Epithelial progenitor isolation from fallopian tube samples
Human fallopian tube samples were provided by the Department of Gynecology, Charité University Hospital, Campus Virchow Clinic and Campus Charité, Berlin, Germany. Scientific usage of the samples for experimental purposes was approved by the Ethics Commission of the Charité, Berlin (EA1/002/07), and all subjects gave informed consent to their tissue being used in scientific research. Fragments were sourced from standard surgical procedures for benign gynecological disease. Only anatomically normal fallopian tubes were used. Tubes were transported and dissected within 2–3 h of removal.

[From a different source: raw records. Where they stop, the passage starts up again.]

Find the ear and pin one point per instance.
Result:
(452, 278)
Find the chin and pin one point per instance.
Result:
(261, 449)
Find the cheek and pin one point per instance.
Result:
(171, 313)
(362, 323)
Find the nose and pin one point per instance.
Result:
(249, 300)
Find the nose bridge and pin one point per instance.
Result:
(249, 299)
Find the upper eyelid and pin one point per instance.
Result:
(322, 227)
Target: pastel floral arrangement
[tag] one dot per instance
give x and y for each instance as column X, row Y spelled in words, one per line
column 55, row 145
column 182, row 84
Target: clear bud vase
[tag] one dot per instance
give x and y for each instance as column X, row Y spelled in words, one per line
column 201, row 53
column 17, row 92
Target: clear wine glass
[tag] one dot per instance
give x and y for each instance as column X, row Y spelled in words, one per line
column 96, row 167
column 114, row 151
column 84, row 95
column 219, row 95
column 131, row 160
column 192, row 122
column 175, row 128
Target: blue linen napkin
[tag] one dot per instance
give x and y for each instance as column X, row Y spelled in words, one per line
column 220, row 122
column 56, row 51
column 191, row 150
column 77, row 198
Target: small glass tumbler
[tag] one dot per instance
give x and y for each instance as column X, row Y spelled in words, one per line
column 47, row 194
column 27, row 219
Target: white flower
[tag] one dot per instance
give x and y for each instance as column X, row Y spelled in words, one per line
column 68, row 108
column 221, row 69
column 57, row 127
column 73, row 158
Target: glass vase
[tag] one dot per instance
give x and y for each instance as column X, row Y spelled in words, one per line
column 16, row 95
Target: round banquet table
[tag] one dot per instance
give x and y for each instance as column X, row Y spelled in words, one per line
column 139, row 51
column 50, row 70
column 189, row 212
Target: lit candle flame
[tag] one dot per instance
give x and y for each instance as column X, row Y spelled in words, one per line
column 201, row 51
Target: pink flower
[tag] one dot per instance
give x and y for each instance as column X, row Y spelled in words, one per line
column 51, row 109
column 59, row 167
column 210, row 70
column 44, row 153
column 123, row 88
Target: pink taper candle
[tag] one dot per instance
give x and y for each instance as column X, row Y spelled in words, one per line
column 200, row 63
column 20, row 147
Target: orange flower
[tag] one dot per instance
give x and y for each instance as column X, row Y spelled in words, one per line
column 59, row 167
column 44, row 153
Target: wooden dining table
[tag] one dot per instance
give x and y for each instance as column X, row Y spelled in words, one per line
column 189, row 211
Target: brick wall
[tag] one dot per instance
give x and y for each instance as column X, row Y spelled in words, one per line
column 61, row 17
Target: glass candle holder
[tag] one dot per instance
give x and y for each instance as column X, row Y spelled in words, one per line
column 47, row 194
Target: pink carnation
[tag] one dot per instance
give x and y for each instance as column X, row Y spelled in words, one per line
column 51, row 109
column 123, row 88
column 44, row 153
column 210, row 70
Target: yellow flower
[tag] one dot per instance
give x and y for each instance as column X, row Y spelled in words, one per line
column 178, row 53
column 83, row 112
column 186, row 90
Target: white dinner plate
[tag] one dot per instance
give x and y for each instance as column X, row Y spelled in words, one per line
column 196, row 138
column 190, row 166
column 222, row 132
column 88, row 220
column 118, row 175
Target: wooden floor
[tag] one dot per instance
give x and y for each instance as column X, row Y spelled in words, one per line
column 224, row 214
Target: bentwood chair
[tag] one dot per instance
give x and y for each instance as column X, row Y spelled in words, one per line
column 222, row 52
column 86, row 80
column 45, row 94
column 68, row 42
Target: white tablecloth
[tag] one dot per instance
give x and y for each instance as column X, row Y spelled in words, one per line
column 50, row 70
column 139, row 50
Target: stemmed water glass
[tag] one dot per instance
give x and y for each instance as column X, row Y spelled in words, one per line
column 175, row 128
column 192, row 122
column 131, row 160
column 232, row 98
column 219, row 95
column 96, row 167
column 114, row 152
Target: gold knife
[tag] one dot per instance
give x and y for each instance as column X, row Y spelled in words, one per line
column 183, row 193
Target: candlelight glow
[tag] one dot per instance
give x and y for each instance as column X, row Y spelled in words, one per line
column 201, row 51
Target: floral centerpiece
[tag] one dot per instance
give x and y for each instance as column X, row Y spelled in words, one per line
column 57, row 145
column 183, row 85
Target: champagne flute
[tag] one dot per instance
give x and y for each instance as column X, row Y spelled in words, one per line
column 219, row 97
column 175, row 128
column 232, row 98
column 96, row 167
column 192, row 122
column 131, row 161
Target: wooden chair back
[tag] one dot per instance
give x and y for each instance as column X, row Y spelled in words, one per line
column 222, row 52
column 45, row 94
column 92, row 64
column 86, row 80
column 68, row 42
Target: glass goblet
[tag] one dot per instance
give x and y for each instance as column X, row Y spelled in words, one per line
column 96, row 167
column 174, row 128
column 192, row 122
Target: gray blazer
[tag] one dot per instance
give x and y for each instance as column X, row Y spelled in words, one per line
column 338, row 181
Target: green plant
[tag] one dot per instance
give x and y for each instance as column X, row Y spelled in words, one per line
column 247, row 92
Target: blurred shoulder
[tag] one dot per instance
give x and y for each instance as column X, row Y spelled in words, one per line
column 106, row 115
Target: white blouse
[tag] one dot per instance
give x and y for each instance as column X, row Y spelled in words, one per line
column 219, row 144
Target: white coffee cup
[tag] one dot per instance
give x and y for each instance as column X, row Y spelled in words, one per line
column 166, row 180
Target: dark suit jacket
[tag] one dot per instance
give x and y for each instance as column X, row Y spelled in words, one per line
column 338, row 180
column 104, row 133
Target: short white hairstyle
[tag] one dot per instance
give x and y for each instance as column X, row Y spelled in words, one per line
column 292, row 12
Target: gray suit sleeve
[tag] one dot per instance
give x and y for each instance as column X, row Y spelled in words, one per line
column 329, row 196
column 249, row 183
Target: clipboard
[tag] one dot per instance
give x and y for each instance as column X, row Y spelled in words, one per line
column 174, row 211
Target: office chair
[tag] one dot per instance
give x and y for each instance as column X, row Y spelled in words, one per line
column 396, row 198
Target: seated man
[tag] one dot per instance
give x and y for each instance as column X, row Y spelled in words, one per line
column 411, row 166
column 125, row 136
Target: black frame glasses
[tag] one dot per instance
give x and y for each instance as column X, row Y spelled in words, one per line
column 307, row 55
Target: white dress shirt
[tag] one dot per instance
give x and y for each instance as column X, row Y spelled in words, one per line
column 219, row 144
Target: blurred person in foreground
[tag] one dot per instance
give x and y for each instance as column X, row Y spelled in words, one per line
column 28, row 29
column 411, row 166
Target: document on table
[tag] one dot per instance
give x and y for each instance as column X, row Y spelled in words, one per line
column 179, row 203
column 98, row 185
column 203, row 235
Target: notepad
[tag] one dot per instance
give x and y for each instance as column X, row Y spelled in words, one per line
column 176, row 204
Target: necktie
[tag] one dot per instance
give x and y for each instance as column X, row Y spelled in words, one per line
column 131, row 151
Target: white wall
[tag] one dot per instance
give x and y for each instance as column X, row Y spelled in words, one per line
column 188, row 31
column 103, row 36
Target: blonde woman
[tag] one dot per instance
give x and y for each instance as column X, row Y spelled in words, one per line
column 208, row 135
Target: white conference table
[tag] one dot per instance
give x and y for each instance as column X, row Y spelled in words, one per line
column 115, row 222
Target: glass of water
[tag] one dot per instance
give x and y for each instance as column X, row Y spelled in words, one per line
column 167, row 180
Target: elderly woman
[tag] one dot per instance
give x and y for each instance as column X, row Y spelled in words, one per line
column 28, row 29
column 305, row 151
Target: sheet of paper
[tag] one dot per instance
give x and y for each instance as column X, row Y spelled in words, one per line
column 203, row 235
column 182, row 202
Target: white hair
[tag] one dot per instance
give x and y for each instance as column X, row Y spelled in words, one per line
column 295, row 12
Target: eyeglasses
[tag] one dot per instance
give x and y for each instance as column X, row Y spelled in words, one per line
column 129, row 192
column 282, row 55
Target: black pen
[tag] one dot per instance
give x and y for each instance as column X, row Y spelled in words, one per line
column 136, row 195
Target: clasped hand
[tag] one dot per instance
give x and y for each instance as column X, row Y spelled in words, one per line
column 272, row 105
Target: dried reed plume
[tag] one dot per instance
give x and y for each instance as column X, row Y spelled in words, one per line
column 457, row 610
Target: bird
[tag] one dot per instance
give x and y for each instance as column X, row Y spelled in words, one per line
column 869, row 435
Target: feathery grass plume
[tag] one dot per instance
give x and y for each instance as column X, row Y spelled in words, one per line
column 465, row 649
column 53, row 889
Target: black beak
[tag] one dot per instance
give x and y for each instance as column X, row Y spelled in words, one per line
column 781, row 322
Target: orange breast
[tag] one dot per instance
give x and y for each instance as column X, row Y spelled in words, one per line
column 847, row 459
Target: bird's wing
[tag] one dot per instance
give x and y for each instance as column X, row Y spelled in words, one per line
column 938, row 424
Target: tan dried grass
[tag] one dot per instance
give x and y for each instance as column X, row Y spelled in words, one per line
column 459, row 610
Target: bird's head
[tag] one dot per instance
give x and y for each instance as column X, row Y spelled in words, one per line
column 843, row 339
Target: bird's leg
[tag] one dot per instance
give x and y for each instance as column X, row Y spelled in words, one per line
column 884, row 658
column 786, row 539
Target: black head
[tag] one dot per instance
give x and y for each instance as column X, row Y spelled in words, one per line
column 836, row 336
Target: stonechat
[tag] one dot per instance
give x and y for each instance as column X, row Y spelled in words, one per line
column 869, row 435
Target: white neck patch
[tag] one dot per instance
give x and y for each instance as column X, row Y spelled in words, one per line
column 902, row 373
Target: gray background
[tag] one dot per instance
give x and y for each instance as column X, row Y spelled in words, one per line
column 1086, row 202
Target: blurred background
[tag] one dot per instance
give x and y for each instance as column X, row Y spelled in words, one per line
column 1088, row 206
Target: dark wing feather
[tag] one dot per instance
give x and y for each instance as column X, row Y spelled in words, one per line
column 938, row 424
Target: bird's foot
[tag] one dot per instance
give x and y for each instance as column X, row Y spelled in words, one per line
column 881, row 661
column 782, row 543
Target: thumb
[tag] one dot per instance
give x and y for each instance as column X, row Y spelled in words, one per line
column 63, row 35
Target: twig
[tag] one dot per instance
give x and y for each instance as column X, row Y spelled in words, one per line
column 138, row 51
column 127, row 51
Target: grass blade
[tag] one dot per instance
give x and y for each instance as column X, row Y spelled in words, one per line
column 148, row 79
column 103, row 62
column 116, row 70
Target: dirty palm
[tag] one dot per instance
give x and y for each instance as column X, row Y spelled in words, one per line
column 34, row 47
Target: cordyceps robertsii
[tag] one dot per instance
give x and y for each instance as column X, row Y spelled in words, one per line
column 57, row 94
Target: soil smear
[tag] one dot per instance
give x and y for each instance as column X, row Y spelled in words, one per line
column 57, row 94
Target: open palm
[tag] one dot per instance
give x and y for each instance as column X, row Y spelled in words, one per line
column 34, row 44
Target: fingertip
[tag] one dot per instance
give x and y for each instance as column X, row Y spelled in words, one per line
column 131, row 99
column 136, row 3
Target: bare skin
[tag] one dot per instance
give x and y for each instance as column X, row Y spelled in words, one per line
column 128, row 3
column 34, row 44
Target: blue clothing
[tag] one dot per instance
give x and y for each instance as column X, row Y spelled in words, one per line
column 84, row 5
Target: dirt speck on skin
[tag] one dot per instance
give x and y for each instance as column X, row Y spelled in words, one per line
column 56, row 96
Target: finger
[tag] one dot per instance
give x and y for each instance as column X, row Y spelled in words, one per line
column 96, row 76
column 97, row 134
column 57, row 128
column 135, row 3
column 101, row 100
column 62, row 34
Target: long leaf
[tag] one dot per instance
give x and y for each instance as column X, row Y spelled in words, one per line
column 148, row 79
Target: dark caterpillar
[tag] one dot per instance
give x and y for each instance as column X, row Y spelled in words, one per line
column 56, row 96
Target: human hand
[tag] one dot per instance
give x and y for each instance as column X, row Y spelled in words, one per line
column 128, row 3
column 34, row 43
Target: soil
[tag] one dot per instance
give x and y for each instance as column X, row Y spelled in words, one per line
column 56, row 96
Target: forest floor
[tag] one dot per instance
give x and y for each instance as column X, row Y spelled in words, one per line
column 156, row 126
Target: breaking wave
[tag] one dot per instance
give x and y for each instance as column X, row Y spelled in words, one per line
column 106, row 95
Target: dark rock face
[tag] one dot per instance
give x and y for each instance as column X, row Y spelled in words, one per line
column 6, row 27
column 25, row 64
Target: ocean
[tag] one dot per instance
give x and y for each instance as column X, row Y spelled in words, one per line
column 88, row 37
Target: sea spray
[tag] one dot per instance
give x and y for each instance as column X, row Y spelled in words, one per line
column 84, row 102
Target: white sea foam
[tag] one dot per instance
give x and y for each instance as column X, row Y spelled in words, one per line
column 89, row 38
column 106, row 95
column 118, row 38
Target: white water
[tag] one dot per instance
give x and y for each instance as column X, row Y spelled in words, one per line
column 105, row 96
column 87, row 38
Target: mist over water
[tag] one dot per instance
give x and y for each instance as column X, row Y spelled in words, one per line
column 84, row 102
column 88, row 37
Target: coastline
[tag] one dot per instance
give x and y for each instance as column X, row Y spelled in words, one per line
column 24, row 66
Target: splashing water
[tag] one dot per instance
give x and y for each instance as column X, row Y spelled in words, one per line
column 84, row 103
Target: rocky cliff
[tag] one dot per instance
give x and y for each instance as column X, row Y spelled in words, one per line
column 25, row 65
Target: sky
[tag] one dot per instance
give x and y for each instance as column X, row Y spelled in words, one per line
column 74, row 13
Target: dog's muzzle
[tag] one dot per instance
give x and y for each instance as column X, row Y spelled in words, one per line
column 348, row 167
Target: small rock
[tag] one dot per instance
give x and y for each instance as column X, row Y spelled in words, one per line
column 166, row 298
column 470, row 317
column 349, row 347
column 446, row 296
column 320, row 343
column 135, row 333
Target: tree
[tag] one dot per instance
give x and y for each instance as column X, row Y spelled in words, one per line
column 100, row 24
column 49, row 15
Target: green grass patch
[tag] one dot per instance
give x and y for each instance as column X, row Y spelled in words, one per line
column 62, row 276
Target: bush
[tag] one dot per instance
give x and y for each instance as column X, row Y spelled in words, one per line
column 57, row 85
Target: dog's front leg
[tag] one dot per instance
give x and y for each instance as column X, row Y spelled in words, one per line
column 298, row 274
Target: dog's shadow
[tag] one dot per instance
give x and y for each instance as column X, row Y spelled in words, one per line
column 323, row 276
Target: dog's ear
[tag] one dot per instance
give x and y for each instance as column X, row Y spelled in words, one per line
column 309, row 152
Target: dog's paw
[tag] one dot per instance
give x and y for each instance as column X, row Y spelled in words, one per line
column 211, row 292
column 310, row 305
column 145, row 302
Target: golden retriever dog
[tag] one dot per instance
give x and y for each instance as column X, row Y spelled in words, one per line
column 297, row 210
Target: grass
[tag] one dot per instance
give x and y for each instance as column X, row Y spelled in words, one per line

Samples were washed with Dulbecco’s PBS (DPBS), and excessive connective and vascular tissue was removed. Tubes were opened longitudinally to expose the mucosal folds, washed with DPBS and incubated with 0.5 mg ml−1 collagenase type I (Sigma) for 45 min at 37 °C to dissociate the epithelial cells from the extracellular matrix. The mucosal cells were then scraped off with a scalpel and collected in a Falcon tube. After centrifugation (3 min at 25 °C, 300g) the cell pellet was resuspended in ADF (Invitrogen), 12 mM HEPES, 1% GlutaMAX (both from Invitrogen), 5% FCS (Biochrom), supplemented with 10 ng ml−1 human EGF (Invitrogen), 9 μM ROCK inhibitor (Y-27632, Sigma) and 1% penicillin/streptomycin (Invitrogen), seeded in uncoated cell culture flasks and kept at 37 °C, 5% CO2 in a humidified incubator.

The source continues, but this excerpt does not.